La Constitución de 1978 resolvió el problema de la integración de las comunidades históricas –Cataluña, Euskadi y Galicia– con la creación del modelo de comunidades autónomas, que acabó por extenderse al resto de las regiones españolas, aunque con base en diferentes preceptos constitucionales. Se creó así un arreglo cuasi federalista, que permitió el desarrollo pleno de las singularidades lingüísticas, económicas y culturales que el franquismo había tratado de aniquilar. A pesar de ello, el nacionalismo vasco mantuvo viva la intención separatista y el terrorismo de su expresión radicalizada y criminal, la ETA, representó durante décadas el mayor reto para la democracia que, con todo, se consolidaba, gracias al crecimiento económico y la prosperidad propiciados por la entrada a la Unión Europea en 1986.
El arreglo político de la transición ha propiciado en España el período más largo de democracia, libertad, estabilidad y crecimiento desde la invasión napoleónica de 1808. Desde que en 1982 ganó las elecciones con mayoría absoluta en el Congreso el Partido Socialista Obrero Español, dos fuerzas políticas se han disputado el centro electoral, una desde la derecha –el Partido Popular– y los socialistas desde la izquierda. Los gobiernos han gozado de una enorme estabilidad e incluso las pocas veces en las que no ha habido mayorías absolutas, no han existido coaliciones gubernamentales, pues la oposición ha permitido que los ganadores gobiernen en minoría. El sistema de integración del Congreso, basado en la fórmula D´hondt y con las antiguas provincias de la división territorial franquista como circunscripciones electorales, ha favorecido a los dos partidos mayoritarios y a las fuerzas con arraigo local, como los nacionalistas vascos o catalanes, mientras que a las fuerzas medianas de carácter nacional, como Izquierda Unida, las ha perjudicado en su capacidad de alcanzar escaños. Así, la democracia española se consolidó como un arreglo bipartidista con fuerte presencia de los partidos del nacionalismo vasco y catalán, que en ocasiones jugaron el papel de bisagra.

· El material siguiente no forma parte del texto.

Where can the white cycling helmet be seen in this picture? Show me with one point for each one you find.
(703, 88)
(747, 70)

Sin embargo, la crisis económica que estalló en 2008 ha tenido efectos políticos muy severos, al grado que la estabilidad de más de tres décadas se ha fisurado y requiere de arreglos estructurales. El impacto tremendo que la caída económica tuvo sobre el nivel de vida y las certidumbres de buena parte de la sociedad española se convirtió, a partir de 2011 en una crisis de representación política. El gobierno socialista de entonces, que durante su primer mandato había impulsado avances sociales notables y había logrado acabar con la amenaza terrorista de ETA, manejó erráticamente la situación económica y los males se profundizaron. Miles de indignados se echaron a las calles y ocuparon plazas, incluida la emblemática Puerta del Sol de Madrid. Aquellas manifestaciones no tuvieron una expresión electoral en los comicios celebrados unos meses después y el Partido Popular se hizo con la mayoría absoluta, mientras los socialistas comenzaban una travesía del desierto que no ha concluido.

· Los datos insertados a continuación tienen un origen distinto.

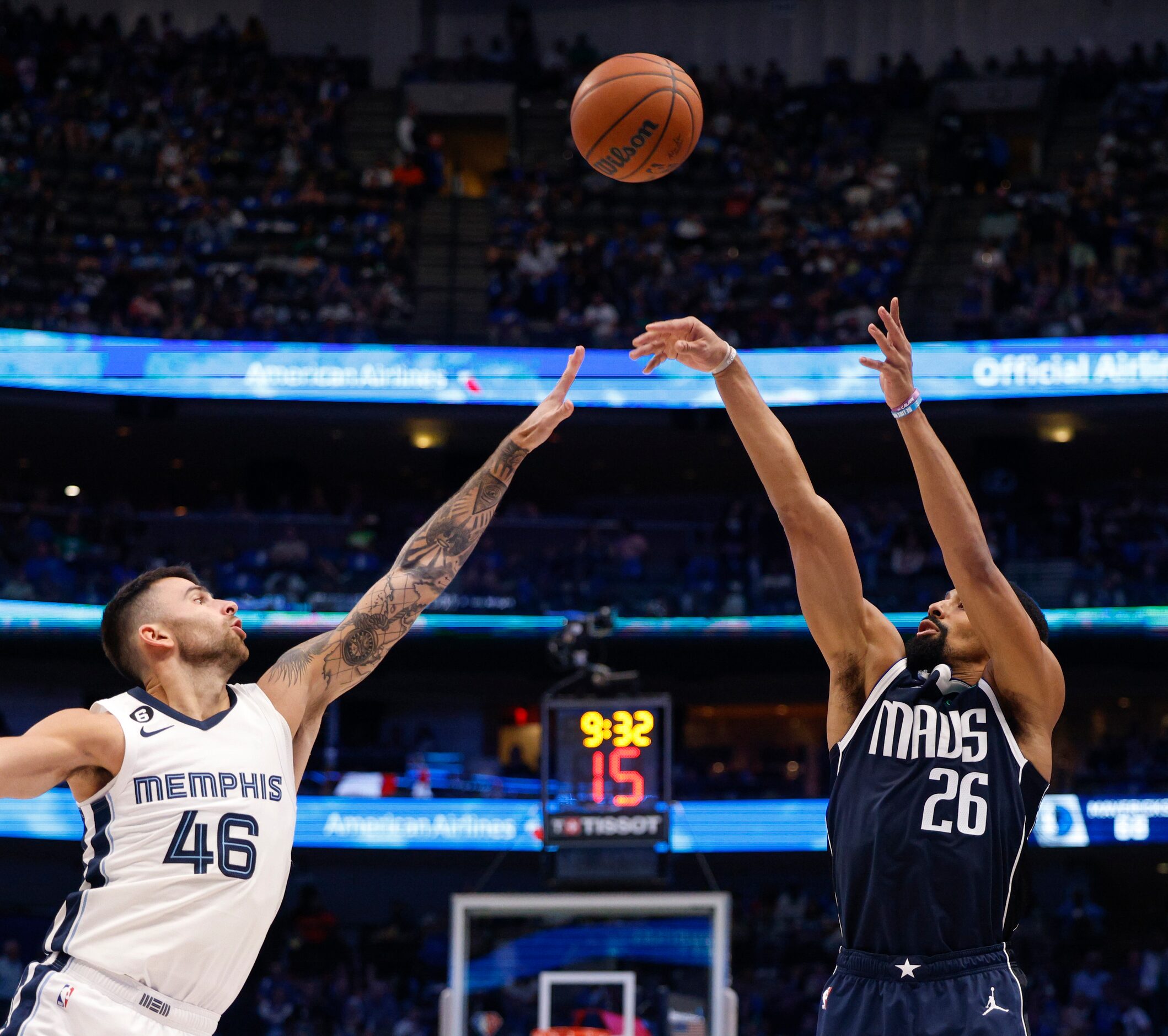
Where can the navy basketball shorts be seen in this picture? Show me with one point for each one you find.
(972, 993)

La crisis de representación comenzó a canalizarse electoralmente en las elecciones europeas de 2014, con la irrupción de Podemos, un partido formado desde la izquierda con un discurso anti políticos –la casta, llamaba su dirigente Pablo Iglesias a quienes habían ejercido el poder desde 1982– y con tintes radicales. Desde la derecha, un partido nacido en Cataluña contra el independentismo también comenzó a abrir una brecha para ocupar el terreno del PP. Mientras, en Cataluña los efectos de la crisis le permitieron al líder de Convergencia –el partido nacionalista moderado que había dominado la escena política en la región casi sin interrupción durante tres décadas– impulsar un proceso de radicalización independentista que es hoy el principal reto para la estabilidad del régimen surgido de la transición.

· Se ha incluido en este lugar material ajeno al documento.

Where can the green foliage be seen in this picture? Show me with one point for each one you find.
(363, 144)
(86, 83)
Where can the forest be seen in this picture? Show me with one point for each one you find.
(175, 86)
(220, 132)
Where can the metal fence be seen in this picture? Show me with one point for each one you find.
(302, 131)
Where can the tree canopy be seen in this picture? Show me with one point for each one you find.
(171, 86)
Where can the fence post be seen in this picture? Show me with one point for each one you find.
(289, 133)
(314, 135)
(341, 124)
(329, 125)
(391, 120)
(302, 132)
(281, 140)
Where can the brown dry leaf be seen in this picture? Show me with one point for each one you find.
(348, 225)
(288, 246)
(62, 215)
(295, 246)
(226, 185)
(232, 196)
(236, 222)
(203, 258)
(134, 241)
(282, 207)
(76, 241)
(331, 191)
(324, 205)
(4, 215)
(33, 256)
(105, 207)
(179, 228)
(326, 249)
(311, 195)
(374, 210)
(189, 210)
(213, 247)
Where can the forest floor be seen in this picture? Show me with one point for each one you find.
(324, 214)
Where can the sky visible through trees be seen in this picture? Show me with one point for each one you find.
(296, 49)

Los resultados de las elecciones del 20 de diciembre han dejado un panorama muy complejo. Los dos partidos principales han sufrido el embate de las fuerzas emergentes, han perdido buena parte de su electorado y entre los dos apenas si logran el 50 por ciento de la votación. La formación de coaliciones se ve extremadamente compleja, pues ni una alianza del PP con Ciudadanos, ni una de el PSOE con Podemos e Izquierda unida reune el número suficiente de diputados para lograr la mayoría. El PSOE no parece dispuesto ni a entrar a una gran coalición a la alemana con su adversario de derecha, la cual podría ahondar su caída a favor de Podemos, ni a permitir un gobierno del PP en minoría con su abstención en la investidura de Mariano Rajoy, el candidato a la reelección como Presidente del gobierno. La cuestión catalana enreda más las cosas, pues tampoco se puede contar con los partidos nacionalistas. La posición de Podemos, que plantea la celebración de un referéndum para resolver el diferendo catalán, obstaculiza también la formación de una mayoría de izquierda.
En España ha llegado el tiempo de un nuevo proceso de cambio institucional. El régimen de las autonomías debe dar el paso a un federalismo que resuelva de mejor manera el encaje en el Estado de las comunidades con tradiciones culturales propias. También el modelo electoral de 1977 debe ser revisado, para alcanzar un mejor equilibrio en la pluralidad del país. La tarea parece compleja, pero es de esperar que el espíritu que entre 1976 y 1981 produjo el arreglo democrático con obstáculos mayores a los actuales, permita un nuevo pacto para salir del laberinto.